Q: Syntactic bootstrapping
It is using sentence structure to infer verb meaning.
Q: Semantic bootstrapping
It uses semantic categories to infer syntactic structure.
Q: Pragmatic inference
It is using context and speaker intent to determine meaning.
Q: Gricean maxims
They are conversational principles guiding cooperative communication.
Q: Universal Grammar
It is the idea that humans are born with innate constraints on language learning.
Q: Poverty of the stimulus
It argues that input is insufficient to explain children's rapid grammar learning.
Q: Nicaraguan Sign Language
It shows children spontaneously generate grammatical structure when exposed to limited input.
Q: Critical period for phonology
It states that early childhood is the optimal time for sound-category learning.
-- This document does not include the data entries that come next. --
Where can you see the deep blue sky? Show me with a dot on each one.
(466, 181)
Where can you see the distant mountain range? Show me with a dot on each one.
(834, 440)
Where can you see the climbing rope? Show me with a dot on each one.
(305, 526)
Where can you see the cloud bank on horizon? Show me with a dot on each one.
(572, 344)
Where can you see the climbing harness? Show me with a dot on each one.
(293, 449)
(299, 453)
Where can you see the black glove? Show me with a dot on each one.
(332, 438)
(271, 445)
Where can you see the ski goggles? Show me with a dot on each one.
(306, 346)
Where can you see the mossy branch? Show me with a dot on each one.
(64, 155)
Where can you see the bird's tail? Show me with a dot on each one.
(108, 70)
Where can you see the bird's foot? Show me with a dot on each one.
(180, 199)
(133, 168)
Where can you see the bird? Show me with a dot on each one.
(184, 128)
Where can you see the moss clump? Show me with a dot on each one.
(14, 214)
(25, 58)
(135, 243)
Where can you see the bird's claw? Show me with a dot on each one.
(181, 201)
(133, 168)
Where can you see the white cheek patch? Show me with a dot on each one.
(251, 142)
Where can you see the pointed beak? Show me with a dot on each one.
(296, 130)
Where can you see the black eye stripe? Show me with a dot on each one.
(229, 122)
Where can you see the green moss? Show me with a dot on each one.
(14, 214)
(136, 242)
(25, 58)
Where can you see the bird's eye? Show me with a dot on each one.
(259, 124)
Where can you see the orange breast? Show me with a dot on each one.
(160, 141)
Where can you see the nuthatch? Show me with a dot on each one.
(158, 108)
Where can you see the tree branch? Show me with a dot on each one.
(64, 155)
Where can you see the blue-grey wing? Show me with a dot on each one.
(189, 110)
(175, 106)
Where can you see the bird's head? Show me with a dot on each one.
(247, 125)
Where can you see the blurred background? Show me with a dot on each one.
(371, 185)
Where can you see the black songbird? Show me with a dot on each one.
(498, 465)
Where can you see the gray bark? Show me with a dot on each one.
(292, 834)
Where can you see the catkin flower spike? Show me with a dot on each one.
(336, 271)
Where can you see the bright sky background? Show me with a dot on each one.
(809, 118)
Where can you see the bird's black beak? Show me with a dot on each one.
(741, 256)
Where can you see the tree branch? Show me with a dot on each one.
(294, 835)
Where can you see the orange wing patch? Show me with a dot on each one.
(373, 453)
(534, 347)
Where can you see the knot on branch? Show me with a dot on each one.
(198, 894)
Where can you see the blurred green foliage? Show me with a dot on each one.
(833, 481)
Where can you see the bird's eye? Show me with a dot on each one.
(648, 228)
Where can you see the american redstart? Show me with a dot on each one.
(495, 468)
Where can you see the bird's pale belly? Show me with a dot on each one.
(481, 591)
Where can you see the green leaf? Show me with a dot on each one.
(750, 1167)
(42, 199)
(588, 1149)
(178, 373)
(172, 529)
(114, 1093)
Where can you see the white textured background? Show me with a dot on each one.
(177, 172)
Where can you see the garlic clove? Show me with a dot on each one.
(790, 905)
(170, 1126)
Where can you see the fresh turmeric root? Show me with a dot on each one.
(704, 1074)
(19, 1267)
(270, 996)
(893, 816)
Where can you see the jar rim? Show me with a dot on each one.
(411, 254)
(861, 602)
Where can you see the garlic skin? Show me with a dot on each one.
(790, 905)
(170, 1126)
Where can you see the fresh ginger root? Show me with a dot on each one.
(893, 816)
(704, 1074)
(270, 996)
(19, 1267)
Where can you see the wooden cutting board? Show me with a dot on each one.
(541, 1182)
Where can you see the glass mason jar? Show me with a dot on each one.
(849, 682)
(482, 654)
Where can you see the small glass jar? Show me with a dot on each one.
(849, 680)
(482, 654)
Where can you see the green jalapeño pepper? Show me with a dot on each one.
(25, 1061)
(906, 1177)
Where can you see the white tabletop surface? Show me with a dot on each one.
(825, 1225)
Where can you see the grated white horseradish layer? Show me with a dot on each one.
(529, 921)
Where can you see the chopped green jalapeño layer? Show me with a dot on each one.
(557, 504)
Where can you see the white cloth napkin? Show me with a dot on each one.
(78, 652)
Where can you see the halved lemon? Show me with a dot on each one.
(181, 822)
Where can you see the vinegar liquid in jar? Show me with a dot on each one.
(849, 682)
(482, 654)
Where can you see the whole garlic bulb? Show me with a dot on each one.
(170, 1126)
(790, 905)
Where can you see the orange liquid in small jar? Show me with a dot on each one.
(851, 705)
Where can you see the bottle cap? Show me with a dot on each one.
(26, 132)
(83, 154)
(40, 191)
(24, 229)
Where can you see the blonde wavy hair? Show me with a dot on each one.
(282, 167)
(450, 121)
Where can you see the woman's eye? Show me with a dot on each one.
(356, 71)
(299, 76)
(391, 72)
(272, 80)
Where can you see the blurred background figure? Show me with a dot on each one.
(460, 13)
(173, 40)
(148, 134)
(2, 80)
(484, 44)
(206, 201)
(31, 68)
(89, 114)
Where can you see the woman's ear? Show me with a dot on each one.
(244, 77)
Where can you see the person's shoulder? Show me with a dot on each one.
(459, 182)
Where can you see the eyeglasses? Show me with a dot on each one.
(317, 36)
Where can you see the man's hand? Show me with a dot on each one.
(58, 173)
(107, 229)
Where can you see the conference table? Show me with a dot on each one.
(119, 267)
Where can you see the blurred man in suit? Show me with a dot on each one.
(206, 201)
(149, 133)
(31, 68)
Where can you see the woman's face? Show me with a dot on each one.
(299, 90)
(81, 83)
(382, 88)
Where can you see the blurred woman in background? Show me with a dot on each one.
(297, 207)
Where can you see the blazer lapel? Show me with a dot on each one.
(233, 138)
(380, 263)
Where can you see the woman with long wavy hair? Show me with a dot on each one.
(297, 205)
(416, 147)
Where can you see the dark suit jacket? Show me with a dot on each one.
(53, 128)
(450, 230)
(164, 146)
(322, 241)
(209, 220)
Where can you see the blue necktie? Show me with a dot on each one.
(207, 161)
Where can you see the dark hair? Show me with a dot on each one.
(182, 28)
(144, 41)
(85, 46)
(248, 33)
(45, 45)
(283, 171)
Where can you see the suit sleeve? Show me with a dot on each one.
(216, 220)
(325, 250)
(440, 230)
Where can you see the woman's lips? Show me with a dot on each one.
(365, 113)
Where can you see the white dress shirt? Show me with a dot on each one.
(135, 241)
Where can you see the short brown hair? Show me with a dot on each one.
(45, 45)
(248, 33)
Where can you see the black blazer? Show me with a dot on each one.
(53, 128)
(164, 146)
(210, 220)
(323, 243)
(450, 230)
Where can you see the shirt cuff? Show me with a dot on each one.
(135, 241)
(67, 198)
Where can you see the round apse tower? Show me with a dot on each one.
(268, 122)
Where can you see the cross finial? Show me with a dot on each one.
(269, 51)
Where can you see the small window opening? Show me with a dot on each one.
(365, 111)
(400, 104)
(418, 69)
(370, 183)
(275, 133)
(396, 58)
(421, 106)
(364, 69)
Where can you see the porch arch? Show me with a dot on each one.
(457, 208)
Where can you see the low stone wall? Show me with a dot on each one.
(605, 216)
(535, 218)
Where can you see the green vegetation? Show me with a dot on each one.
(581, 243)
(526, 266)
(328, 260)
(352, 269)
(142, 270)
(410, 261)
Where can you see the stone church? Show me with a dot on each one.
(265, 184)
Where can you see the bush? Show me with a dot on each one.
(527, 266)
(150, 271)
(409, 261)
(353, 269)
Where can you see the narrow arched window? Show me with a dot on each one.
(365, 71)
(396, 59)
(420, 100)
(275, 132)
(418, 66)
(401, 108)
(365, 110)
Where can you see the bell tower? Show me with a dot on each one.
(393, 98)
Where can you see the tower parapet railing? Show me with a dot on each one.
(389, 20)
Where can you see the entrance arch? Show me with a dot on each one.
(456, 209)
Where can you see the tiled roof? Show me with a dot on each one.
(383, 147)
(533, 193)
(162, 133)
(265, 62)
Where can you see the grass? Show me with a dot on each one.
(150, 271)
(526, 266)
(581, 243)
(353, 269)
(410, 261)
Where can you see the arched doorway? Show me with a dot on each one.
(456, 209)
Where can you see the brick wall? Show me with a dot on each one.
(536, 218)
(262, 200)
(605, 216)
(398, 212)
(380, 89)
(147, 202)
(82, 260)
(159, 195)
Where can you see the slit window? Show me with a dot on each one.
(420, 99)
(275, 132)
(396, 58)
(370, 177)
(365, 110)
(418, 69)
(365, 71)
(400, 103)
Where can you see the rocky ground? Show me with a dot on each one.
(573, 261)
Q: Critical period for syntax
It extends into adolescence, after which grammar learning becomes difficult.
Q: Broca's aphasia
It produces nonfluent speech with relatively spared comprehension.
Q: Wernicke's aphasia
It produces fluent but meaningless speech with impaired comprehension.
Q: Conduction aphasia
It impairs repetition due to damage to the arcuate fasciculus.
Q: McGurk effect
It shows that visual information can shape auditory perception of speech.
Q: Intuitive physics
It is basic knowledge about object behavior present early in development.
Q: Solidity principle
It is the expectation that objects cannot pass through each other.
Q: Spatiotemporal continuity
It is the expectation that objects move on continuous paths.
Q: Cohesion principle
It is the expectation that objects behave as unified wholes.
Q: Support principle
It is the expectation that objects require physical support.
Q: Baillargeon's findings
They show infants understand object permanence earlier than Piaget proposed.
Q: Habituation-dishabituation
It is a method where infants' looking times reveal expectations.
Q: Wynn (1992)
It found infants detect incorrect arithmetic outcomes using looking time.
Q: Approximate Number System
It is a nonverbal system for estimating quantity based on ratios.
Q: Weber's Law in number
It states that discriminability between quantities depends on their ratio.
Q: Xu and Spelke findings
They showed infants differentiate numbers when ratios are large enough.
Q: PLATO model
It is a deep-learning model showing intuitive physics can arise from general-purpose learning.
Q: Core knowledge domains
They include objects, agents, number, space, and biology.
Q: Intuitive psychology
It is infants' early reasoning about beliefs, desires, and intentions.
Q: False-belief understanding
It is recognizing that others can hold incorrect beliefs.
Q: Woodward's goal attribution
It shows infants interpret human movements as goal-directed.
Q: Teleological stance
It is interpreting behavior as purposeful and efficient.
Q: Rational action principle
It is the expectation that agents act efficiently to achieve their goals.
Q: Shape bias in word learning
It is the tendency for children to categorize objects by shape rather than color or material.
Q: Overregularization
It is when children apply grammatical rules too broadly, such as saying "goed" or "mouses," showing rule-learning.
Q: Lexical ambiguity
It refers to words that have multiple possible meanings.
Q: Syntactic ambiguity
It refers to sentences that can be parsed in more than one structural way.
Q: Garden-path sentence
It is a sentence that misleads the parser into an incorrect initial structure.
Q: Minimal attachment
It is the parsing strategy that prefers the simplest syntactic structure.
Q: Late closure
It is the parsing strategy that attaches new information to the current phrase.
Q: Modular sentence processing
It is the view that syntax is computed before meaning is considered.